第3話 骨董懐中時計の謎

第1章 行旅病人《こうりょびょうにん》

 探偵は腕時計を見た。

 古風なアナログ時計だった。文字盤にはローマ数字が配されていた。

 先端に飾りの付いた二つの針は、8と12を指していた。仕事を終える時間だ。

 デスクの上の電話を留守番モードにセットして、豪華な革椅子から立ち上がると、壁際の姿見鏡に歩み寄った。そこでネクタイのゆがみを直した。

 それから帽子掛けの中折れ帽を取って、被った。かなりの時間をかけて、その角度を調整しながら。
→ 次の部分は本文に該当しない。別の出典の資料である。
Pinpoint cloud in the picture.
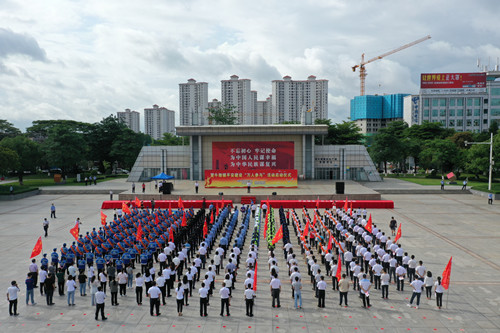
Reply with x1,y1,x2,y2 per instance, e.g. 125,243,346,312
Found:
0,28,47,61
0,0,500,131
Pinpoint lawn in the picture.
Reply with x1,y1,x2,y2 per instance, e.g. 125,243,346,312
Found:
390,175,500,193
0,175,128,195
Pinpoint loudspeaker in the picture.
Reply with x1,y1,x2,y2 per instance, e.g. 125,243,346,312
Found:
335,182,345,194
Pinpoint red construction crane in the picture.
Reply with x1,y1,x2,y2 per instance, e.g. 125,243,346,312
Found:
352,35,431,96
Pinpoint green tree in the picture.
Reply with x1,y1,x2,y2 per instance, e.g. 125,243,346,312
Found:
26,119,93,142
0,119,21,141
420,139,463,174
207,104,238,125
465,145,490,178
406,122,455,141
315,119,364,145
0,135,42,185
369,130,404,173
153,132,189,146
88,115,129,172
0,146,20,176
43,125,88,176
450,132,474,149
109,128,148,169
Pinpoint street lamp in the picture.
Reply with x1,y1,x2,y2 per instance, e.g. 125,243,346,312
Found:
464,133,494,191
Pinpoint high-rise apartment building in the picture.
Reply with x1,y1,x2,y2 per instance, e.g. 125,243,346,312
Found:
179,79,208,126
116,109,141,133
144,104,175,140
272,75,328,124
351,94,407,135
221,75,254,125
404,71,500,132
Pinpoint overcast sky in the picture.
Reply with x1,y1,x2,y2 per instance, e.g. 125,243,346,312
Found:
0,0,500,130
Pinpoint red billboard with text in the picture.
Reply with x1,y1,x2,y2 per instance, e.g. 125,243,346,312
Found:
212,141,294,170
205,169,297,188
420,73,486,94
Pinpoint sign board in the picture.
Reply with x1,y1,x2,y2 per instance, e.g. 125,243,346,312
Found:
212,141,295,171
205,169,297,187
420,73,486,94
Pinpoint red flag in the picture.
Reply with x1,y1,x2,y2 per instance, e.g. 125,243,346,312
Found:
442,256,453,289
335,256,342,281
326,235,333,251
273,225,283,245
394,223,401,243
365,214,373,233
135,222,142,241
181,212,187,227
69,224,79,240
30,236,43,259
302,221,309,237
101,210,107,225
122,202,130,214
168,227,174,242
253,261,257,291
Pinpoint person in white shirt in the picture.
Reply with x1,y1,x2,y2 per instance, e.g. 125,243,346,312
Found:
219,282,230,317
316,275,327,308
175,282,185,316
269,275,281,308
415,260,427,282
424,271,434,299
66,275,76,306
243,284,255,317
396,264,406,291
407,279,424,309
379,269,390,299
7,281,20,316
135,273,144,305
434,276,444,309
198,282,208,317
116,270,128,296
95,287,108,320
146,281,161,316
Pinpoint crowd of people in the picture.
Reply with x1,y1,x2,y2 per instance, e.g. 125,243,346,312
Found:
7,198,444,320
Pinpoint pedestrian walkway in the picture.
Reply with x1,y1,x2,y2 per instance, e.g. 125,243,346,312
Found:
0,194,500,333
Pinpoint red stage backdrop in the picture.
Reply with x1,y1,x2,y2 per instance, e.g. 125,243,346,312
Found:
212,141,294,171
205,169,297,188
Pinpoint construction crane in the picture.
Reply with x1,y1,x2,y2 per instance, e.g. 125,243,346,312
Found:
352,35,431,96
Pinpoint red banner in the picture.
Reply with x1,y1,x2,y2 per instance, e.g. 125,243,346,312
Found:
420,73,486,92
212,141,294,170
205,170,297,187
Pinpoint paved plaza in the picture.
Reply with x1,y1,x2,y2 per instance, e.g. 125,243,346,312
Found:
0,183,500,333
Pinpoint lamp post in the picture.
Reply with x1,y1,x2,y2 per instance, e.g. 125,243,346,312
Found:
464,133,494,191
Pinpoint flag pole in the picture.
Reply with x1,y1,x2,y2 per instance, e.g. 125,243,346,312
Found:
446,266,451,309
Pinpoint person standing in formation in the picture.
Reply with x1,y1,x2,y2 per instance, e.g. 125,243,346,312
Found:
43,218,49,237
50,203,56,218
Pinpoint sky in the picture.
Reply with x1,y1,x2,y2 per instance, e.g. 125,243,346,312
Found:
0,0,500,131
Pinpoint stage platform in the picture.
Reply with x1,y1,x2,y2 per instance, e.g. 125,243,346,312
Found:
118,180,381,202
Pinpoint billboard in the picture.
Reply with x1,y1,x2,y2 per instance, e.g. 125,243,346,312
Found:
205,169,297,188
212,141,294,170
420,73,486,94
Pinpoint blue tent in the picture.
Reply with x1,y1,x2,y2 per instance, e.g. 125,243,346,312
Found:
151,172,174,180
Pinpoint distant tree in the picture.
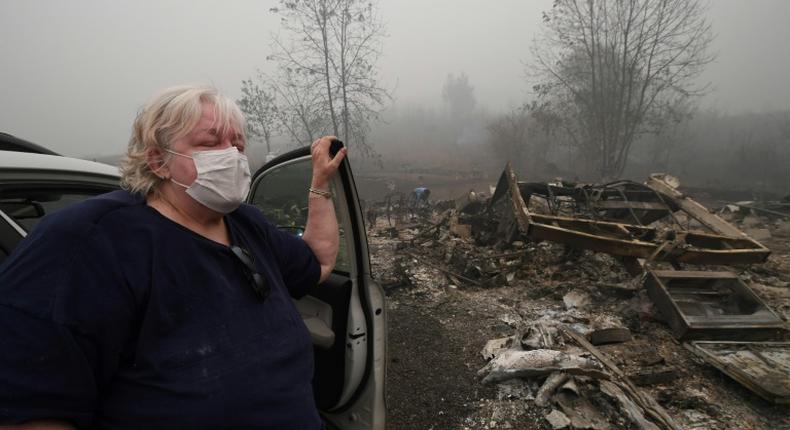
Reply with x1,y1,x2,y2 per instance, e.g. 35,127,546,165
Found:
531,0,714,178
269,0,390,153
487,107,531,168
442,72,477,121
238,76,280,154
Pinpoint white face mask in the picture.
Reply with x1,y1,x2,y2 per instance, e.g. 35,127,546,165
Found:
165,146,250,214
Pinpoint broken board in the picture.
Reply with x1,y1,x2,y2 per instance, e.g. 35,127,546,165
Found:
685,341,790,405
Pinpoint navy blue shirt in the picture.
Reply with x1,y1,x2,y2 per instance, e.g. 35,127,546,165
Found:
0,191,321,429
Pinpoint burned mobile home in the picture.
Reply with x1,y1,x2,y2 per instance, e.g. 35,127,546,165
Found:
476,164,790,404
382,165,790,428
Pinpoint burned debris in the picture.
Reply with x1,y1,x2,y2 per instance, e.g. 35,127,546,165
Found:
372,164,790,429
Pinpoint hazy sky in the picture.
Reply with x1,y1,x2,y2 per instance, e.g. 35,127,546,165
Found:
0,0,790,156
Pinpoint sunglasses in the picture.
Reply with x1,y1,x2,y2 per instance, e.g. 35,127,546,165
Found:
230,245,271,301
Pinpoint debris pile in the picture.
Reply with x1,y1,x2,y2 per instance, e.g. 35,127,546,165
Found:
377,165,790,429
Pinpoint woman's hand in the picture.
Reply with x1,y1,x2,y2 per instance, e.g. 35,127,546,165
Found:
310,136,348,190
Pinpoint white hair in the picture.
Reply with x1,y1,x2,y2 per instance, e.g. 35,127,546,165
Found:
121,85,245,195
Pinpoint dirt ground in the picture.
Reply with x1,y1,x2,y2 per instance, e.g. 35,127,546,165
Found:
368,214,790,430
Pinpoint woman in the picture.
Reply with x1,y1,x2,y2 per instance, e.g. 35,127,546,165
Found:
0,86,346,429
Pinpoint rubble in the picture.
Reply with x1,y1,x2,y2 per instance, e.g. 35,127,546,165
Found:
372,165,790,429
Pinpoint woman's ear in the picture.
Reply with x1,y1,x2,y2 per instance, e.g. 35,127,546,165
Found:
145,148,170,179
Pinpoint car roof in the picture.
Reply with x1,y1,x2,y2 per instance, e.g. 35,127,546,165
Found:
0,151,120,178
0,131,60,155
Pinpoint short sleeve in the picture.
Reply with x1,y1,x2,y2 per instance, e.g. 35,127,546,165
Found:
0,214,133,427
266,222,321,299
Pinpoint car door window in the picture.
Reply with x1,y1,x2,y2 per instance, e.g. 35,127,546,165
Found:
250,157,351,273
0,185,112,232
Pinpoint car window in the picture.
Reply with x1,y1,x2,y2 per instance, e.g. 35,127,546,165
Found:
0,186,110,232
250,157,351,273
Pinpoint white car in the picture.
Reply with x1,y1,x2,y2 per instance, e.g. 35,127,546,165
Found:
0,139,386,430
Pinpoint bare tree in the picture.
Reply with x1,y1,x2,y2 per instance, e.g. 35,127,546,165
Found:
269,0,390,153
238,75,279,154
531,0,714,178
442,72,477,121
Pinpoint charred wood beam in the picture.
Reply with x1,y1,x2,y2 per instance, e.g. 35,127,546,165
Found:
646,175,746,237
562,327,680,430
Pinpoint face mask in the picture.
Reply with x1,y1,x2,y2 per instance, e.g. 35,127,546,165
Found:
165,146,250,214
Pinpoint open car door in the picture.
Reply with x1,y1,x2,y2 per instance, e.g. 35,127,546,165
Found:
248,147,386,430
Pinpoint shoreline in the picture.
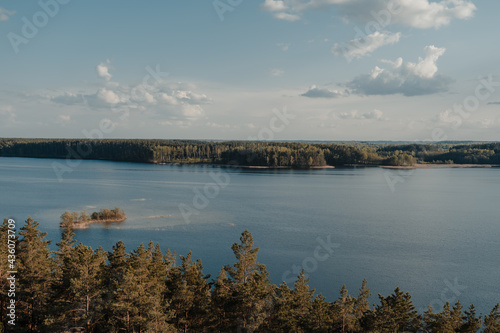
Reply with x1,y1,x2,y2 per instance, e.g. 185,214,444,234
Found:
59,217,127,229
379,164,500,169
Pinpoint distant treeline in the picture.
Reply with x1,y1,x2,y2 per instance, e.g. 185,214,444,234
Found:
59,207,127,228
0,139,500,168
0,218,500,333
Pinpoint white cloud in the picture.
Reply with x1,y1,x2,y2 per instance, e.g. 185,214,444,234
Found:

 外の非常階段に通じるドアの戸締まりを確認し、部屋の灯りを消した。そして反対側のドアを開けて、廊下に出た。

 小さな2階建てのビルだが、部屋はたくさんある。しかし探偵がオフィスとして使っているのは一つだけだった。他に使っているのは手洗いと、1階の倉庫だけ。倉庫はバイクを置くガレージとして。
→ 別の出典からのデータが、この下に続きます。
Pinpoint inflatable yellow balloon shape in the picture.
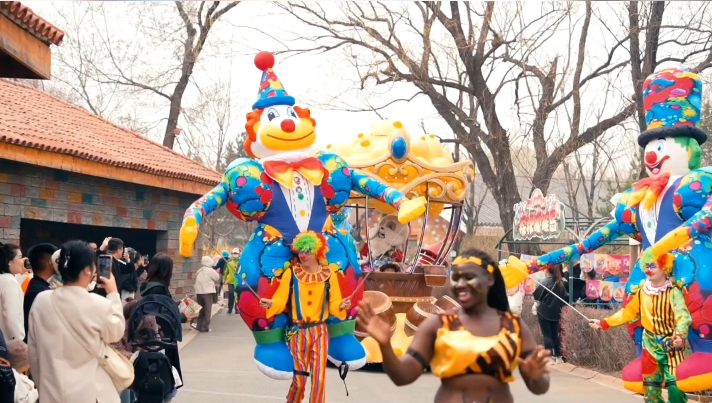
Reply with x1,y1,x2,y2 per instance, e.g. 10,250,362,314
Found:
326,120,475,217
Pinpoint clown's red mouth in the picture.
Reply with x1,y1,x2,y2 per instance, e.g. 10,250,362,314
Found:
265,130,314,141
645,155,670,175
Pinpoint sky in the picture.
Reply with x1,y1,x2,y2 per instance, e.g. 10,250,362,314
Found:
23,1,708,178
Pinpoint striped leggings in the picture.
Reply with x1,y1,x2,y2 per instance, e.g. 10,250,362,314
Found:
287,323,329,403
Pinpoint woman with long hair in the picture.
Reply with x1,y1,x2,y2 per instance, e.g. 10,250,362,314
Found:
533,264,569,363
357,249,549,403
27,241,125,403
139,253,193,403
0,243,27,341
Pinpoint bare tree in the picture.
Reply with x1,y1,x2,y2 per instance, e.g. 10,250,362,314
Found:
277,1,712,252
48,1,240,148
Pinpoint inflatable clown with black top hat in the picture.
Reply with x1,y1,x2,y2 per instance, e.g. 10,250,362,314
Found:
180,52,426,380
501,68,712,393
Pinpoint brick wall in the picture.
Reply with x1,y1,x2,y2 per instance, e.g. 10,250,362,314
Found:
0,156,209,297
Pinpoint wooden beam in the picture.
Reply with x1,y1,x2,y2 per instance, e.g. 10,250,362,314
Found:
0,14,52,80
0,142,217,195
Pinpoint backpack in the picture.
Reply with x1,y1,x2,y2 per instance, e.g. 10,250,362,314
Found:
131,351,175,403
0,331,15,403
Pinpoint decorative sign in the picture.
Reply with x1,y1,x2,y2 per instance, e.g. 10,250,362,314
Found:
580,253,630,278
512,189,566,241
586,280,625,302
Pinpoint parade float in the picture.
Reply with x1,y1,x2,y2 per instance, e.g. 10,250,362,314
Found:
327,121,475,363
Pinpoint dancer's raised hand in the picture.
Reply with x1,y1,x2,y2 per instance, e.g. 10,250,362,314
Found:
356,300,391,344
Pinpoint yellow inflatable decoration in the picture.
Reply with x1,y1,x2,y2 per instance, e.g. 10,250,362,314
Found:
326,120,475,217
326,120,475,363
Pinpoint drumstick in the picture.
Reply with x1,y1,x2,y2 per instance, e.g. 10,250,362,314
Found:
345,271,373,299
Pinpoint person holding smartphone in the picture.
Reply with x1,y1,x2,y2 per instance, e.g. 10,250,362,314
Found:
92,237,125,297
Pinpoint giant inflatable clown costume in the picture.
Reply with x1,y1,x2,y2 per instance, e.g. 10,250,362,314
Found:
503,69,712,393
180,52,426,380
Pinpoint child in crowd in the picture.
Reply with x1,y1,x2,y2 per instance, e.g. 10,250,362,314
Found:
7,340,40,403
591,253,692,403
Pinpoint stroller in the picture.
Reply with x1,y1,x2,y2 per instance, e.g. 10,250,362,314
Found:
128,295,183,403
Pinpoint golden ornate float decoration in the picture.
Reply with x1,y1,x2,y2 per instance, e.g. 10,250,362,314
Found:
326,121,475,363
326,120,475,217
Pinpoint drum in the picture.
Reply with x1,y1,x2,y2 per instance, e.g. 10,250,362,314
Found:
354,291,396,340
435,295,460,311
404,301,440,336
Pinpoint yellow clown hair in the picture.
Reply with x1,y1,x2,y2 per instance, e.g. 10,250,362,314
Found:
292,231,329,261
452,256,494,273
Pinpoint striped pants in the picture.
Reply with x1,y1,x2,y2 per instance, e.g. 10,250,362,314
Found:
287,323,329,403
 真っ暗な階段を降り、廊下を歩き、正面玄関前のロビーまで来た。しかし正面へは出ず、裏口のドアを開けた。そこが元々の、従業員専用口だ。

 そこから表へは回らず、裏の工場との間を隔てるブロック塀をよじ登った。塀から音もなく飛び降り、工場の中を通り抜け、さらに鉄柵を跳び越えて道に出た。

 辺りはひっそりとしていて、もちろん人影もない。東側の高速道路の下の道を、時折大型トレーラーが走り抜けるだけ。

 立ち止まったまま、塀をよじ登った時の服装の乱れを直すと、探偵は暗い夜道を歩き始めた。猫のように、軽やかな足取りで。


  *   *   *


 大阪市住之江区咲洲さきしま。大阪市最大の人工島であり、大阪南港の一角をなす。住宅地・商業地・工業地が隣り合いながらも画然と棲み分けている計画都市。ただし、いまだに空き地になっているところも多い。つまり計画倒れ都市……かもしれない。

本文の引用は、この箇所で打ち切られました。